If CMS ultimately denies approval to remove the children’s general hospital tax exemption, those hospitals will be entitled to a refund under the terms of the act.

The legislation creates a dedicated hospital supplemental payment account, into which hospital tax revenue received for calendar quarters beginning on or after July 1, 2026, must be deposited.

The Department of Social Services must use the account to make Medicaid supplemental payments to hospitals, hospital-affiliated medical groups, and faculty practice plans.

A backstop mechanism requires the Office of Policy and Management to consult with the Department of Revenue Services and DSS if the account is projected to fall short of required payments.

If collection of delinquent taxes cannot close any funding gap, OPM must certify a shortfall and request a General Fund transfer via the Finance Advisory Committee.

For FY 2027, hospitals subject to the provider tax were required to submit revenue information to the Department of Revenue Services within 30 days of the act’s passage.

Hospitals that fail to comply with additional information requests from DRS face a penalty of $1,000 for each day the non-compliance continues.
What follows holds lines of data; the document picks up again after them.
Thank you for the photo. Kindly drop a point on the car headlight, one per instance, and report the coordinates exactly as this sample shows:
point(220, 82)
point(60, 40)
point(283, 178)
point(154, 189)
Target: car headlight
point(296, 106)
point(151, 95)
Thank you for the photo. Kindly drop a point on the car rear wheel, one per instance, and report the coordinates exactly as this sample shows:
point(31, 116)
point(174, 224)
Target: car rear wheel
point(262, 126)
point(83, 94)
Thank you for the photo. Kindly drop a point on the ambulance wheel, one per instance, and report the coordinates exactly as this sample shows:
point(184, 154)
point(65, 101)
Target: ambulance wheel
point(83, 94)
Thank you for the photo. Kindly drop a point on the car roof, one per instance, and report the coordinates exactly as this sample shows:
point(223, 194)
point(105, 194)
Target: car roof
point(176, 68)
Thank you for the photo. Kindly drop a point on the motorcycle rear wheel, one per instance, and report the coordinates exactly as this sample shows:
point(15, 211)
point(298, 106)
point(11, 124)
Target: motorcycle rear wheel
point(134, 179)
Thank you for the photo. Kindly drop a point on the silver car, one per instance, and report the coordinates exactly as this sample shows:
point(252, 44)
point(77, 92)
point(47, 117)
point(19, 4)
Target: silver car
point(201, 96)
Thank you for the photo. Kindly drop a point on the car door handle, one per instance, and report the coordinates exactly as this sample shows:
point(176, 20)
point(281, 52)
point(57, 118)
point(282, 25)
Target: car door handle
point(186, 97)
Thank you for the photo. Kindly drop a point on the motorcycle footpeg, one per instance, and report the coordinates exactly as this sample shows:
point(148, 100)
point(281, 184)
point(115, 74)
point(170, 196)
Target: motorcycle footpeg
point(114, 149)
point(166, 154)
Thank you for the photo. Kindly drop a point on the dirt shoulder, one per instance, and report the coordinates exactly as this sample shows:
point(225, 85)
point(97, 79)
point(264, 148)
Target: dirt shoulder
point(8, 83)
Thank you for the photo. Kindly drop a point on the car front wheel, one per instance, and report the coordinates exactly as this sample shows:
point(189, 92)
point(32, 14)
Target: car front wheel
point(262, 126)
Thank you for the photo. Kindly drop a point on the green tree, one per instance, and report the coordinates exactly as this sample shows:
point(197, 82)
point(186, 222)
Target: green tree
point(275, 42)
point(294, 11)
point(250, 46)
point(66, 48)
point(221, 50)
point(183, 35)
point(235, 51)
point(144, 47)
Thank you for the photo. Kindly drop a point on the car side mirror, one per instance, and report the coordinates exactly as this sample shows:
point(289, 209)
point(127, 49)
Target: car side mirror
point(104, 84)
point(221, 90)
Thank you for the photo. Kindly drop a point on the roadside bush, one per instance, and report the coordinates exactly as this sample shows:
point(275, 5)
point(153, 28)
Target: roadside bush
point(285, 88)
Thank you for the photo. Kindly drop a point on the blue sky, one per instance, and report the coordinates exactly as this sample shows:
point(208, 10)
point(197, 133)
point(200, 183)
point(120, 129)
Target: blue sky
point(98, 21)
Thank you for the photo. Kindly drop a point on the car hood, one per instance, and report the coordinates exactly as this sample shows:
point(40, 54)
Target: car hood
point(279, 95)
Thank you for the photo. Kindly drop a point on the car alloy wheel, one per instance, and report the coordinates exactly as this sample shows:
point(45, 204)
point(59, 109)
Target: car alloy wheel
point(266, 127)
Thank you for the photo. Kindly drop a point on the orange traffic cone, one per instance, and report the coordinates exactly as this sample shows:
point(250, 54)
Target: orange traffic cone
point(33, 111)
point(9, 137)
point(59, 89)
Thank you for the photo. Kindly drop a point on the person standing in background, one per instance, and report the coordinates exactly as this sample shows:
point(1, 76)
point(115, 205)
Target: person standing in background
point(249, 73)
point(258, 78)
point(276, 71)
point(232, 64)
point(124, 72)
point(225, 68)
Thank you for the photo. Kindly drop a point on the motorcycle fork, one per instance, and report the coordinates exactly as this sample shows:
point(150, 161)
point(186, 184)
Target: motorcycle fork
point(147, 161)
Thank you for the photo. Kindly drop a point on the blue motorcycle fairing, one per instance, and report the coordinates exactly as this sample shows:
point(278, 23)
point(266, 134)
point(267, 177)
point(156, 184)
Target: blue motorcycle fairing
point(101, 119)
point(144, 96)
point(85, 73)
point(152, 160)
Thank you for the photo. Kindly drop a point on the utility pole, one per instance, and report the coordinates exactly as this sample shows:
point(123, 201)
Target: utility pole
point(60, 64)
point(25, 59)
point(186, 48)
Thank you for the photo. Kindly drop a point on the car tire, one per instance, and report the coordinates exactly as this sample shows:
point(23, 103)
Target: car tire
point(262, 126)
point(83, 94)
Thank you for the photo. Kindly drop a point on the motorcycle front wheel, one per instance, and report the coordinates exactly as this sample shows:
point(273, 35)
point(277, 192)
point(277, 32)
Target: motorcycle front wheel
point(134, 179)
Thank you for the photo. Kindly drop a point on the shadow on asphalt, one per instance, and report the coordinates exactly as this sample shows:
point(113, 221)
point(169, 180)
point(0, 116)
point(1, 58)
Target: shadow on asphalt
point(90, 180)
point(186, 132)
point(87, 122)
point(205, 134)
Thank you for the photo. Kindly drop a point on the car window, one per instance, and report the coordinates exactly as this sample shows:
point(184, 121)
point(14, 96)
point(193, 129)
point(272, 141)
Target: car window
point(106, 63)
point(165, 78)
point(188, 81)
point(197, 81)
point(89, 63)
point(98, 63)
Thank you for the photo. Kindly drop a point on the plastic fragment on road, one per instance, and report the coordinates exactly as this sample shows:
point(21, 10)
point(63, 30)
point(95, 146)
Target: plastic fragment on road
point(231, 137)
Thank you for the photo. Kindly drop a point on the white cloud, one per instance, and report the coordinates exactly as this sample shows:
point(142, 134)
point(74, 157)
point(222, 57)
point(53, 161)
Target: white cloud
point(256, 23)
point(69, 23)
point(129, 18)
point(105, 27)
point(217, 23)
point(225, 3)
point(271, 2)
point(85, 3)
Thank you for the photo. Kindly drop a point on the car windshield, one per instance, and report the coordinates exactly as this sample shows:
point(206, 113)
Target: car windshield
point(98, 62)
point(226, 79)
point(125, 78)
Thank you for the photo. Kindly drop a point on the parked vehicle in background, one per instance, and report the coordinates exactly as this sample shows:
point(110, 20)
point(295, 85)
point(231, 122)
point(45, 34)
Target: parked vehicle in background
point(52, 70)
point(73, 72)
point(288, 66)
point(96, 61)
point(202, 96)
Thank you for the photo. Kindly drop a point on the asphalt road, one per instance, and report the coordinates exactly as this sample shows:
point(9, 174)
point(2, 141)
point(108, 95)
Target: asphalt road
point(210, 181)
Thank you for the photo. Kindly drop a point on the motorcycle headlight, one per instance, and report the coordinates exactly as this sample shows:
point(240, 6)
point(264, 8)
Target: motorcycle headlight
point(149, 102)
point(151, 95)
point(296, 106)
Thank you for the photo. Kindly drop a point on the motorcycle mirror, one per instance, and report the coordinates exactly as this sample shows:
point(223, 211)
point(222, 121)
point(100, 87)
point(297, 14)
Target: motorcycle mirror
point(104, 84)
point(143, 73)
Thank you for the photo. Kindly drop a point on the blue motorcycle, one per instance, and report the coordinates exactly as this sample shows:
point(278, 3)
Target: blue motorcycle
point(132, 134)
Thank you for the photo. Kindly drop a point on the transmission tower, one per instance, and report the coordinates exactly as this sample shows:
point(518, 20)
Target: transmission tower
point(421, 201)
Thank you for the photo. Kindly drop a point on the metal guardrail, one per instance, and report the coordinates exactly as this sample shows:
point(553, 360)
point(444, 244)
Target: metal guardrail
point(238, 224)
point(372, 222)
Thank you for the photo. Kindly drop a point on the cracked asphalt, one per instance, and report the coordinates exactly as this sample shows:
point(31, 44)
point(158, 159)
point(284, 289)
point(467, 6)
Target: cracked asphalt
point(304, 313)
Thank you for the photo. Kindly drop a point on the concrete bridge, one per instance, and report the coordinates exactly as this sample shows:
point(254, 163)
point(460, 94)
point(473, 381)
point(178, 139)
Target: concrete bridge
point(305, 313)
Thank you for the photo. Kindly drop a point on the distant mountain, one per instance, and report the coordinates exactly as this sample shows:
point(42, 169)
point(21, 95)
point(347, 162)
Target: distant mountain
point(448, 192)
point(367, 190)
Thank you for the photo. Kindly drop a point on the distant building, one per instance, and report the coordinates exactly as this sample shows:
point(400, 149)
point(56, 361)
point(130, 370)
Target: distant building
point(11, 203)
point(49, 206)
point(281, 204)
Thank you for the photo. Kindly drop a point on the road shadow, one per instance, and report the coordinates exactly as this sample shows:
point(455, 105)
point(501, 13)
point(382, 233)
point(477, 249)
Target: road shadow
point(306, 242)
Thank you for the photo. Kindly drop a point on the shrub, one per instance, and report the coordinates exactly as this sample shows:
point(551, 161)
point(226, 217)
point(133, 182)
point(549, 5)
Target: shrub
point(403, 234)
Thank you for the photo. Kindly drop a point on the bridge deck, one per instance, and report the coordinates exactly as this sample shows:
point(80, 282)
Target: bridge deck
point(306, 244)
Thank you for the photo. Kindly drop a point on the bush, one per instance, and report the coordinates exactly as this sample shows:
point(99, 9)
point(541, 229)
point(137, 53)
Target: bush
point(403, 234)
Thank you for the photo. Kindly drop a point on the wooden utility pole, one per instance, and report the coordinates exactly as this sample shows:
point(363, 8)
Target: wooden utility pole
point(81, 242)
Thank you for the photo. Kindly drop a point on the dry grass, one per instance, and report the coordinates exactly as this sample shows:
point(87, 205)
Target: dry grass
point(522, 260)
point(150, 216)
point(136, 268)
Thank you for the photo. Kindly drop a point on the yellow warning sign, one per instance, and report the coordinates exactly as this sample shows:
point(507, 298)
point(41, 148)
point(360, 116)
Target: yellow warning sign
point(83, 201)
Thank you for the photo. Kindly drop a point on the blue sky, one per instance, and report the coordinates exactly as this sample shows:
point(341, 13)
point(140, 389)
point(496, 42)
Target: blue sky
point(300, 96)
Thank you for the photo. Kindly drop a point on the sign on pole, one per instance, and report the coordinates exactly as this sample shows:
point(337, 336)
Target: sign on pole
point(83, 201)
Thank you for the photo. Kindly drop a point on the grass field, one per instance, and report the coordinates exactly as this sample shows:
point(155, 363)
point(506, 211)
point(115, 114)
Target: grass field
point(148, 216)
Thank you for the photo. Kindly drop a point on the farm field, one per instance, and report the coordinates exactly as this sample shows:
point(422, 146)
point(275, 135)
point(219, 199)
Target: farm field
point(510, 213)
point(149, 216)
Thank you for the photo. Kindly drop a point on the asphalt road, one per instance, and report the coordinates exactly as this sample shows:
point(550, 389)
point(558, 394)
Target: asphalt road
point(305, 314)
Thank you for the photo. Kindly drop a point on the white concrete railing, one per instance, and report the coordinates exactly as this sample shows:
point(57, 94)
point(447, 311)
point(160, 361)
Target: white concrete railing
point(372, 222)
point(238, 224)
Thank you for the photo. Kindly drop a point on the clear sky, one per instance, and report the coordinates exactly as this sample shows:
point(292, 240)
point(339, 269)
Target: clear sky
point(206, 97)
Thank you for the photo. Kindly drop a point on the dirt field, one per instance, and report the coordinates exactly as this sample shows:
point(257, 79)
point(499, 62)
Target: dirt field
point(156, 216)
Nursing homes and intermediate care facilities for individuals with intellectual disabilities will continue paying quarterly user fees rather than moving to a new 6% revenue-based tax.

The applicable quarterly user fee is $16.13 for municipally owned nursing homes and those with more than 230 beds, $21.02 for all other nursing homes, and $27.76 for intermediate care facilities.

Providers affected by the legislation are advised to assess how the revised tax framework, supplemental payment account, and reporting obligations affect their finance, reimbursement, and compliance strategies.